Однако свистящий звук из поврежденного колеса — а может, из подушек безопасности — пресекал все поползновения в эту сторону. Ибо свист этот напоминал, что ничего похожего на подобный звук — например, визга тормозов или шепелявого шороха стирающихся покрышек — в ближайшее время не было. То есть водитель и не пытался тормозить. Он ехал на меня целенаправленно. С противоположной стороны дороги через двойную сплошную на огромной скорости. Может быть, это паранойя? Может, человеку стало плохо, он потерял сознание — оттого и не тормозил? Очень хотелось курить. И верить в то, что все это случайность.

Если бы машина не выглядела такой мертвой, она могла бы вызывать своим неглиже подобие эротического возбуждения. Ободранная до блестящего основания краска, вскрытый металл левого борта и полностью обнаженный, дымящийся на легком ноябрьском морозе двигатель являли взору наблюдателя то, что обычно скрыто от посторонних глаз.

Сразу вспомнился Азазелло, который «видел не только голых женщин, но даже женщин с начисто содранной кожей». И вообще, повеяло какой-то чертовщиной. В последнее время ею частенько веяло — я уже принюхался к этому аромату стресса, ненависти и предательства. А в похотливом сладком запахе смерти я только что научился различать еще одну нотку — бензиновую пронзительность неотвратимой смерти. От этой составляющей седеют, если выживают.

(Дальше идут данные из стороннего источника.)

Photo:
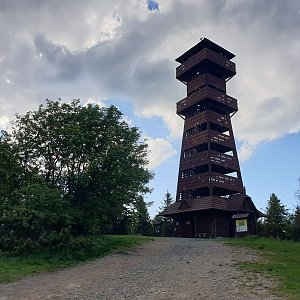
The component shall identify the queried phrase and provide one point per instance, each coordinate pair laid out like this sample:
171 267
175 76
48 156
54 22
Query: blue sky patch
152 5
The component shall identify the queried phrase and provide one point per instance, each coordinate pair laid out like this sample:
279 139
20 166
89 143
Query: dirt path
164 269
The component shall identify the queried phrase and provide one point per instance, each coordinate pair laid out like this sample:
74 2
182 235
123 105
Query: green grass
281 261
14 268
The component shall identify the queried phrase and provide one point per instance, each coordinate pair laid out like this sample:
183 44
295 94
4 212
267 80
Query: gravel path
168 268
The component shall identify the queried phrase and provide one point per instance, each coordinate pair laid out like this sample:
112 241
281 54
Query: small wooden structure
210 190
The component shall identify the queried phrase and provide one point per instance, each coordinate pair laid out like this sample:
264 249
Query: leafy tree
37 216
143 221
88 152
276 218
11 173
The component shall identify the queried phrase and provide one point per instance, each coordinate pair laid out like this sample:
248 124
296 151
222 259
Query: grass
14 268
281 261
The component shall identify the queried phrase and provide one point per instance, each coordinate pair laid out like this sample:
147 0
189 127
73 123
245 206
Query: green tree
36 217
163 225
95 158
296 220
276 218
11 173
143 221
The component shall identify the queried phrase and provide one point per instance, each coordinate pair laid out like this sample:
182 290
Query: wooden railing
202 55
205 116
205 79
204 157
204 180
203 137
204 93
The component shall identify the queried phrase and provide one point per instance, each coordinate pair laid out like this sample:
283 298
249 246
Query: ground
167 268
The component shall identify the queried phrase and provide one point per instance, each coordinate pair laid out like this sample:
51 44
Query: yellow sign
241 225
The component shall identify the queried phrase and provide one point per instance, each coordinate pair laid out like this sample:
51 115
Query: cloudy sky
123 53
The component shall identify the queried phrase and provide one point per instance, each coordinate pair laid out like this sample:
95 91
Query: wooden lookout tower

Дрожащими пальцами я извлек мобильник и вызвал скорую. К «Кайену» близко подходить не стал — не жалую я подобные зрелища. Заполняя гулом замершее пространство, собирались прохожие и люди из остановившихся авто. Молоденького паренька со смешным ежиком светлых волос, первым пробравшегося к развороченной машине с водительской стороны, качественно рвало под высоченным тополем, с которым столкнулся «Порше».

Скорая приняла заказ, а парень прекратил блевать и, шатаясь и утирая рукавом лицо, пошел прочь от только что увиденной смерти, споткнувшись о валяющийся на земле номерной знак. Знак перевернулся и издевательски уставился на меня тремя пятерками в окружении трех букв «ю».

Белый «Кайен». Ю-555-ЮЮ. Вспомнилось отчетливо: Юровский Юрий Юрьевич. Вот тебе и паранойя. Вот тебе и случайность. Вот тебе, дяденька, и Юрьев день…

Это было последней каплей. Сердце заунывно запричитало, стукаясь о грудную клетку, как сумасшедший головой о стену: «Ой, не надо было этой капли-и-и-и». Но как-то не жалобно. Даже наоборот — вызывающе. И страха не было. И волна адреналина, ставшая такой привычной в последнее время, была приятна.

Мелькнула злорадная мысль: «Надо, Федя. Надо!» И еще одна промелькнула: «Похоже, становлюсь стрессофилом…» И еще: «Хорошо бы, снег выпал». А дальше они замелькали одна за другой, быстрые, как «Кайен». Потому что три свидания со смертью за неполных две недели — это перебор. Это вам любой уважающий себя кот скажет. Хоть у него, в отличие от обычного смертного, целых семь жизней. Или даже девять?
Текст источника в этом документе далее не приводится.